Letters for November 9, 2000

Hypocritical or unpredictable?

Re Gore endorsement and “Political Shift … and Shiftiness” by SN&R staff, Bill Bradley (SN&R, Oct. 26):

I find it hypocritical of your paper (whose claim to fame is alternative news) to endorse a candidate like Gore. His record speaks for itself.

Unfortunately, your contributing editor Bill Bradley lacks the basic skills in good investigative journalism. Or maybe he just picked up the Bee and regurgitated. If he had ventured beyond the limited sphere of corporate news and done a little homework, your readers may have come away just a little more enlightened.

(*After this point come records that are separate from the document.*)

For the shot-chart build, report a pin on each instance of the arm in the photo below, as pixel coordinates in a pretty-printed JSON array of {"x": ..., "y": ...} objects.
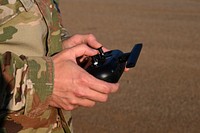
[{"x": 20, "y": 74}]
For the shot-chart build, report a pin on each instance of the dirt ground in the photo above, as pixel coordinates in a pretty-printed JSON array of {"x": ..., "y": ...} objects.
[{"x": 162, "y": 93}]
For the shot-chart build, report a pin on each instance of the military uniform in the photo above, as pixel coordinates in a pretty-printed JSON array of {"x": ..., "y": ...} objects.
[{"x": 30, "y": 33}]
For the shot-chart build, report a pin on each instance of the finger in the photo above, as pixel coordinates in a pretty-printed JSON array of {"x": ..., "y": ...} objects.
[
  {"x": 83, "y": 49},
  {"x": 101, "y": 86},
  {"x": 85, "y": 102},
  {"x": 63, "y": 103},
  {"x": 90, "y": 94}
]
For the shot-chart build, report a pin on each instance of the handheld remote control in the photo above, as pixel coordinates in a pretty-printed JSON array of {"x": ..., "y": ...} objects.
[{"x": 109, "y": 66}]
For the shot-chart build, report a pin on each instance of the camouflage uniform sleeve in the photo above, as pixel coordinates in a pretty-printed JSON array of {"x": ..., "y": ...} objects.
[{"x": 20, "y": 75}]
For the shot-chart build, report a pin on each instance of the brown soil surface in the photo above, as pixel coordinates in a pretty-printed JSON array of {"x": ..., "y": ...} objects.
[{"x": 162, "y": 93}]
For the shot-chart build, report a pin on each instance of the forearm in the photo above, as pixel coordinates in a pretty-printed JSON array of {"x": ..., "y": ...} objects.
[{"x": 22, "y": 76}]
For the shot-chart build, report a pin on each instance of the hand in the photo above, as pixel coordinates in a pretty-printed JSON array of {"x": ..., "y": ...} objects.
[{"x": 73, "y": 86}]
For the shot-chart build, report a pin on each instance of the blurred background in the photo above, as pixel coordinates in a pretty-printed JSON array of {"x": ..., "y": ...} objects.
[{"x": 162, "y": 93}]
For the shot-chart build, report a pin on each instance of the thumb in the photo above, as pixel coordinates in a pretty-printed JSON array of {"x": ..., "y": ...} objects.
[{"x": 81, "y": 50}]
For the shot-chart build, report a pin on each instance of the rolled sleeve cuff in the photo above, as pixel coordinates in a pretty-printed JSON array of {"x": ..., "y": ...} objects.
[{"x": 41, "y": 76}]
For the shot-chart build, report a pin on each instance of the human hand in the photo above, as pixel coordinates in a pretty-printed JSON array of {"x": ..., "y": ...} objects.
[{"x": 73, "y": 86}]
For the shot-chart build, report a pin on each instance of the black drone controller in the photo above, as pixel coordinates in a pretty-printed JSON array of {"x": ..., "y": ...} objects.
[{"x": 109, "y": 66}]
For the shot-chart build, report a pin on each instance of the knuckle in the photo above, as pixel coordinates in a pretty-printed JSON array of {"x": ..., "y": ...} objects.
[
  {"x": 92, "y": 104},
  {"x": 105, "y": 98},
  {"x": 91, "y": 37},
  {"x": 69, "y": 108},
  {"x": 73, "y": 102}
]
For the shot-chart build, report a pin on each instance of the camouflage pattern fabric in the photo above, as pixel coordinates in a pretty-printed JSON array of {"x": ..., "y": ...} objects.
[{"x": 26, "y": 79}]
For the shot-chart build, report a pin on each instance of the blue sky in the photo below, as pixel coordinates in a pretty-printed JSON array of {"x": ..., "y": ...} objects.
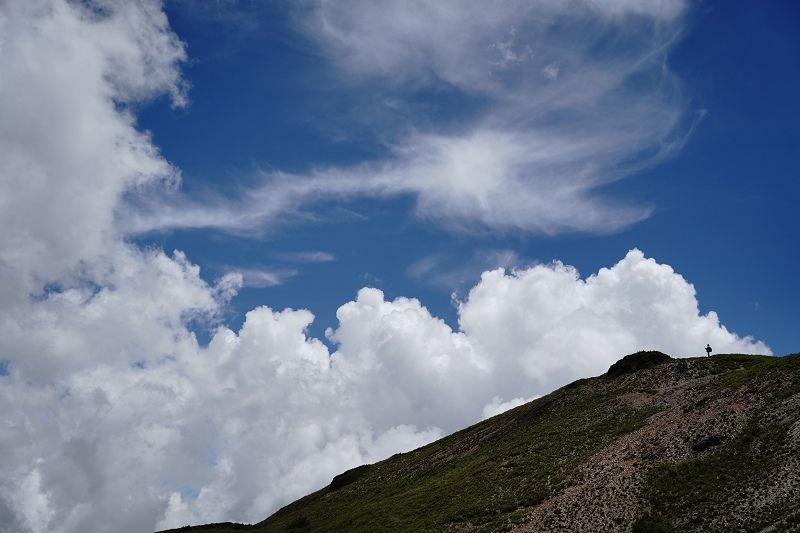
[
  {"x": 250, "y": 244},
  {"x": 264, "y": 98}
]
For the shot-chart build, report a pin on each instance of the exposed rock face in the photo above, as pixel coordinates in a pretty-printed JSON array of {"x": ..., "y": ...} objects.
[
  {"x": 693, "y": 420},
  {"x": 655, "y": 445}
]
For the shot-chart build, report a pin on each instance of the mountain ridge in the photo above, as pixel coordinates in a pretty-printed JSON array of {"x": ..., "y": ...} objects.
[{"x": 655, "y": 444}]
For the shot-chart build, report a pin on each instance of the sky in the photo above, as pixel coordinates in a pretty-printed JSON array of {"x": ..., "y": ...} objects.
[{"x": 247, "y": 245}]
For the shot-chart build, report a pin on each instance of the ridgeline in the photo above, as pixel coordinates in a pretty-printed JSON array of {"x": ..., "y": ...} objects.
[{"x": 654, "y": 445}]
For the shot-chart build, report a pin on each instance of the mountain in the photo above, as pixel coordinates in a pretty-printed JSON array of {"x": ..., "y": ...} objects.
[{"x": 654, "y": 445}]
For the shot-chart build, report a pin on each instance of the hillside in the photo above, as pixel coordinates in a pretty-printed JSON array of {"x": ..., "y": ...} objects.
[{"x": 656, "y": 444}]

I find it difficult to [understand] how any person with a conscience could vote for Gore (or Bush for that matter), who thinks it is OK to let 750,000 Iraqi children starve to death, all in the name of “national security.” To date, 1.5 million Iraqi people have died because of our 10-year United States/NATO-backed food and medicine embargo. [Would Bradley vote] for a candidate who espouses a woman’s right to choose, but as a senator voted to approve conservative anti-abortion justice Anthony Scalia to the Supreme Court? To have Bradley suggest Gore is a pro-environmental candidate, I say go back and do your homework. His record speaks for itself.

Rose Taylor Rocklin

Gore may be boring, but …

Re Streetalk (SN&R, Oct. 26):

While people are entitled to their opinions, it remains painfully clear how ignorant and gullible people are in this country.

You do not pick a president as you would pick a buddy. It’s not a popularity contest but simply a choice between the most qualified candidates. Gore may be boring, but he is more qualified. He tells you what he’s going to do and how he’s going to do it. Bush tells you something needs to be done about something and that he will do something.

Here is my message to anyone out there who may vote for Bush. If you are a minority, female, gay or anyone who makes less than 100K per year, the Republicans will do nothing for you. They tell you everything you want to hear but will never do it. Think Deukmejian or Wilson if you need an example.

Baron Latour Sacramento

Hey, there are other issues

Re “Political Shift … and Shiftiness” by Bill Bradley (SN&R, Oct. 26):

Your article about Proposition 34 left me spitting vinegar. Like Jim Knox of Common Cause, I am offended to the core by the actions of Burton, Johnson, Granlund and their co-conspirators.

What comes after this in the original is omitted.